Member of the Virginia House of Delegates from the 37th district
- In office January 12, 1983 – January 13, 1988
- Preceded by: Jack Rust
- Succeeded by: Jane Woods

Personal details
- Born: Stephen Ellison Gordy March 20, 1920 Columbus, Georgia, U.S.
- Died: October 27, 2006 (aged 86) Dalton, Georgia, U.S.
- Party: Republican
- Spouse: Edith Stone
- Education: U.S. Military Academy; U.S. Naval War College;

Military service
- Branch/service: United States Army
- Years of service: 1938–1971
- Rank: Colonel
- Battles/wars: World War II; Korean War; Vietnam War;

= Stephen E. Gordy =

American politician (1920–2006)

Stephen Ellison Gordy (March 20, 1920 - October 27, 2006) was an American politician, military officer, and educator.

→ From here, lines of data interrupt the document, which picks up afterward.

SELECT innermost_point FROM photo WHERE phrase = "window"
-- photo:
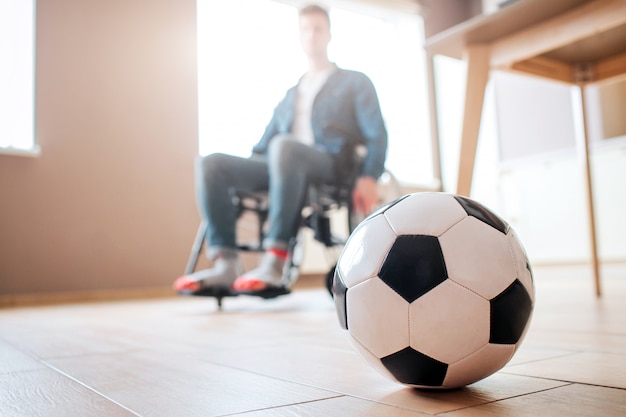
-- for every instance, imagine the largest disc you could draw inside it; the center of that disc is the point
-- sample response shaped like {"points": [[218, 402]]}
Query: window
{"points": [[17, 57], [249, 55]]}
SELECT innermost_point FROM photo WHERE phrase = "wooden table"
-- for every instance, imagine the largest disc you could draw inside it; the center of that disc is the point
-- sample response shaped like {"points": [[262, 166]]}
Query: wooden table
{"points": [[573, 41]]}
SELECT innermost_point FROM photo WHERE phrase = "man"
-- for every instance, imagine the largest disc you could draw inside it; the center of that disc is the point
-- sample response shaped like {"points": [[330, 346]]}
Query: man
{"points": [[311, 138]]}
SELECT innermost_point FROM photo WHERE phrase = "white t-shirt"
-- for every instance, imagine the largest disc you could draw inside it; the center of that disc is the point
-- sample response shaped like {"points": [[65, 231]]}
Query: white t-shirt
{"points": [[310, 84]]}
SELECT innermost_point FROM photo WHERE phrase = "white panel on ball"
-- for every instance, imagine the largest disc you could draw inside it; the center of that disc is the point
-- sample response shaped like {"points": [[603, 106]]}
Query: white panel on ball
{"points": [[481, 364], [382, 329], [478, 257], [428, 214], [449, 322], [362, 257]]}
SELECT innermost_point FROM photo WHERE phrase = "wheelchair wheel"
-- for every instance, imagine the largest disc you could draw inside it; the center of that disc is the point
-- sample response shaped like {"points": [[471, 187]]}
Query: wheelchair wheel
{"points": [[291, 271], [330, 276]]}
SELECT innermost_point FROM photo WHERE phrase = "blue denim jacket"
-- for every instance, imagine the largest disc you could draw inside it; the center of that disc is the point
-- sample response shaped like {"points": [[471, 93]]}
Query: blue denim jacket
{"points": [[346, 113]]}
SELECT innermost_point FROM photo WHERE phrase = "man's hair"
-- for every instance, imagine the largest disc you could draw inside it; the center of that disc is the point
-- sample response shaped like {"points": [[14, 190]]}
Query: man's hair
{"points": [[314, 9]]}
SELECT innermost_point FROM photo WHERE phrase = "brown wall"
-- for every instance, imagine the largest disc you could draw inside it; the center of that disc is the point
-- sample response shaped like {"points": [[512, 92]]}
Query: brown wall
{"points": [[109, 203]]}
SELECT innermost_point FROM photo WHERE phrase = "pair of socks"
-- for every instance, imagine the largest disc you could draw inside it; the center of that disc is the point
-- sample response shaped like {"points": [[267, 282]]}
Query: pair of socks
{"points": [[269, 273]]}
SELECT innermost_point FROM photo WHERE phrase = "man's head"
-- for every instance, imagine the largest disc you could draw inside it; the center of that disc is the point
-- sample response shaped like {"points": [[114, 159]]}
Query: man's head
{"points": [[314, 31]]}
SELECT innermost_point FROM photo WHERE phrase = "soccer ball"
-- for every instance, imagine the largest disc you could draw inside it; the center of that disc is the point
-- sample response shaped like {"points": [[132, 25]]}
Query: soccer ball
{"points": [[435, 290]]}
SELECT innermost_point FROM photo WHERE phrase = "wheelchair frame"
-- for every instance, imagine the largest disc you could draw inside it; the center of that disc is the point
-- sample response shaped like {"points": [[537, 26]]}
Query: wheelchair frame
{"points": [[322, 200]]}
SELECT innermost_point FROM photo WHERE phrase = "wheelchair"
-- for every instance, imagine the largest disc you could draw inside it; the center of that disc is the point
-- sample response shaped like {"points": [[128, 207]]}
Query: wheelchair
{"points": [[322, 202]]}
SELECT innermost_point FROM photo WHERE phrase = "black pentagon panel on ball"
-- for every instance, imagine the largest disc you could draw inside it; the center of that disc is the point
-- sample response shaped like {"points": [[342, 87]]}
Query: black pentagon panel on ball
{"points": [[510, 311], [414, 368], [339, 290], [482, 213], [414, 266]]}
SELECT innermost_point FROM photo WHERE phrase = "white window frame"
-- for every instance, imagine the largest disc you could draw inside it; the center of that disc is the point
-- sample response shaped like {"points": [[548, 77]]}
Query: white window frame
{"points": [[17, 77]]}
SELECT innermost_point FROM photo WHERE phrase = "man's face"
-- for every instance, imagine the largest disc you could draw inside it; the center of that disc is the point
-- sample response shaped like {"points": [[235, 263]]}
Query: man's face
{"points": [[314, 34]]}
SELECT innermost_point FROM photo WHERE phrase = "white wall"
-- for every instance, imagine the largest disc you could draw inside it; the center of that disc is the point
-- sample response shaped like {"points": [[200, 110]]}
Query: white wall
{"points": [[542, 192]]}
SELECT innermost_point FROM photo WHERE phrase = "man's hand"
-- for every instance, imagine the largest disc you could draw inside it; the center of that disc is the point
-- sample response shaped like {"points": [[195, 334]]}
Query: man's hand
{"points": [[365, 195]]}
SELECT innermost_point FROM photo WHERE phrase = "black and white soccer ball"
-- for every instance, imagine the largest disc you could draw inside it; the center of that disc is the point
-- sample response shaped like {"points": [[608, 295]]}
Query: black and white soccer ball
{"points": [[435, 290]]}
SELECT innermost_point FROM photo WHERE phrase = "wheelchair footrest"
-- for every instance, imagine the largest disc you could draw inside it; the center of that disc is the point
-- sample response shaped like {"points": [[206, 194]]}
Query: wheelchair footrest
{"points": [[221, 292]]}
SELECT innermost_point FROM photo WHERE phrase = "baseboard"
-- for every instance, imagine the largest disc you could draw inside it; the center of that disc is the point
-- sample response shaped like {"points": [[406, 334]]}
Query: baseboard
{"points": [[48, 298], [68, 297]]}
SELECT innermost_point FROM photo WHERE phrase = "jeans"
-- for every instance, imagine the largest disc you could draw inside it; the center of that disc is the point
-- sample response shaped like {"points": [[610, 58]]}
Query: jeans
{"points": [[285, 172]]}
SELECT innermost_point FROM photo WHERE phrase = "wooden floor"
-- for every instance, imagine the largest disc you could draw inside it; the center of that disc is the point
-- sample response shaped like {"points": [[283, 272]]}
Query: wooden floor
{"points": [[177, 357]]}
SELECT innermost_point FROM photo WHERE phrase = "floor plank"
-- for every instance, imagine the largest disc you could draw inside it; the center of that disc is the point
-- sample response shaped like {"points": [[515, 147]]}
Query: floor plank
{"points": [[47, 393], [180, 356]]}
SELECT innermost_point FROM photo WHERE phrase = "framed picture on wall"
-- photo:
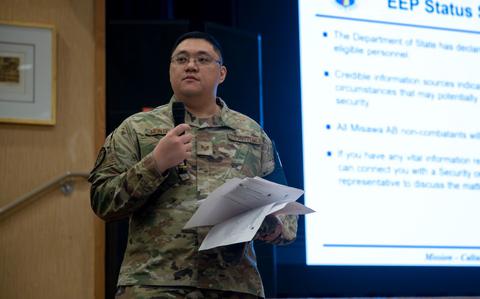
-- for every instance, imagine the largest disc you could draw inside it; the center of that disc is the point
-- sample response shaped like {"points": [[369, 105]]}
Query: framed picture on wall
{"points": [[27, 73]]}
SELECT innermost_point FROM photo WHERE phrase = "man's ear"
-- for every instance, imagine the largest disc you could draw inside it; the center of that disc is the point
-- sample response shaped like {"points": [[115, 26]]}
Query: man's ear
{"points": [[223, 73]]}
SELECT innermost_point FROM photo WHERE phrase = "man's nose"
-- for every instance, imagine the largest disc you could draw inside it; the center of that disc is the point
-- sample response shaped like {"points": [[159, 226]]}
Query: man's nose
{"points": [[192, 63]]}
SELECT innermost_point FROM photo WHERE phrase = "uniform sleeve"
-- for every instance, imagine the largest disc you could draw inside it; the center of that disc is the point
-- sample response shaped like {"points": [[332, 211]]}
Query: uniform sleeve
{"points": [[121, 180], [288, 222]]}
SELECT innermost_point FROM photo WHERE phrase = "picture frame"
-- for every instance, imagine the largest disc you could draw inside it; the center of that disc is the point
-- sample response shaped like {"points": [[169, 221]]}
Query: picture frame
{"points": [[27, 73]]}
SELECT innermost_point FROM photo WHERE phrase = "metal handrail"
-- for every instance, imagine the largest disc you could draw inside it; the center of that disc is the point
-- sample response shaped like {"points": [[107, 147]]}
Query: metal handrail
{"points": [[66, 186]]}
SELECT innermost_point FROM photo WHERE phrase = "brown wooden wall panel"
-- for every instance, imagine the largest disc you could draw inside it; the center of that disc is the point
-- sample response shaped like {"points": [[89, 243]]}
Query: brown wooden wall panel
{"points": [[53, 248]]}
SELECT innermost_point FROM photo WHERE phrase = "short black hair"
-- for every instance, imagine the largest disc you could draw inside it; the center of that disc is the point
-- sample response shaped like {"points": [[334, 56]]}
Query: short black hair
{"points": [[200, 35]]}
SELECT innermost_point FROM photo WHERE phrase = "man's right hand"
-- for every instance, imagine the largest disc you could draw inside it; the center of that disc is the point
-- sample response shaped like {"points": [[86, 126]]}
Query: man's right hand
{"points": [[174, 148]]}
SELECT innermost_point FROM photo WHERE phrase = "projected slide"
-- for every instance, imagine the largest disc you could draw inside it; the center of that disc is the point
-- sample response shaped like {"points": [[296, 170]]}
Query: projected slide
{"points": [[391, 131]]}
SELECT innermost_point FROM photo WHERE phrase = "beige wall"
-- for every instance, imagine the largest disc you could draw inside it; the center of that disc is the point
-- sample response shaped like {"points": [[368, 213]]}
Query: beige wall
{"points": [[53, 248]]}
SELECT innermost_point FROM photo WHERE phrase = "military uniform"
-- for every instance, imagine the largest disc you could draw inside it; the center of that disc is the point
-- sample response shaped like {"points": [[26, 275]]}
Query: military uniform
{"points": [[125, 182]]}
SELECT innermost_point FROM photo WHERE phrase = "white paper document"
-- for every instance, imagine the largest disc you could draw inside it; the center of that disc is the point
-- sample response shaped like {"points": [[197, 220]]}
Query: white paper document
{"points": [[237, 209]]}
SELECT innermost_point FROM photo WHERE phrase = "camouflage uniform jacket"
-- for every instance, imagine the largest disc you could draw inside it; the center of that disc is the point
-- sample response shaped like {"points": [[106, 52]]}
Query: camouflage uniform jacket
{"points": [[159, 252]]}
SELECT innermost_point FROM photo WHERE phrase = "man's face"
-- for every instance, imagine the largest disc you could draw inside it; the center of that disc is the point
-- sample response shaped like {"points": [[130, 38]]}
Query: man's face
{"points": [[195, 69]]}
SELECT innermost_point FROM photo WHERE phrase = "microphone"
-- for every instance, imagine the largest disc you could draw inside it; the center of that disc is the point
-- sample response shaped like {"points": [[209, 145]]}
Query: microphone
{"points": [[178, 112]]}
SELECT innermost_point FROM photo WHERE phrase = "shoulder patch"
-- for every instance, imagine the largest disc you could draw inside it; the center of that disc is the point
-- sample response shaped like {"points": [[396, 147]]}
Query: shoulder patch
{"points": [[156, 131]]}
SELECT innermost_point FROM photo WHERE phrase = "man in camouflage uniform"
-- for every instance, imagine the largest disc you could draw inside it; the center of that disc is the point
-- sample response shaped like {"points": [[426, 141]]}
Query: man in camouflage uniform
{"points": [[136, 176]]}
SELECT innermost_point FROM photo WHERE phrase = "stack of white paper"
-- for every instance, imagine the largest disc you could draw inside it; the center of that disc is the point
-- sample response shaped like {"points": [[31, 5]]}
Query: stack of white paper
{"points": [[237, 209]]}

==Early years and education==

Stephen E. Gordy was born in Columbus, Georgia, where he attended public school. He was admitted to the United States Military Academy and graduated in 1943 and later from the Naval War College. He served in the United States Army during World War II and the Korean War. He retired with the rank of colonel.

==Post military career==
After his military service, Gordy was a teacher, principal, and coach (both football and baseball) in the Loudoun County, Virginia public school system. He later ran for public office and was elected to the Virginia House of Delegates, as a member of the Republican Party, and served from 1982 to 1987. During that period, he lived in Mantua, Virginia.

==Death==
Gordy retired to Dalton, Georgia where he was active in the Georgia Society of the Sons of the American Revolution. He died at his home in Dalton on October 27, 2006. The Dalton chapter of the Sons of the American Revolution renamed an annual awards dinner in recognition of Col. Gordy.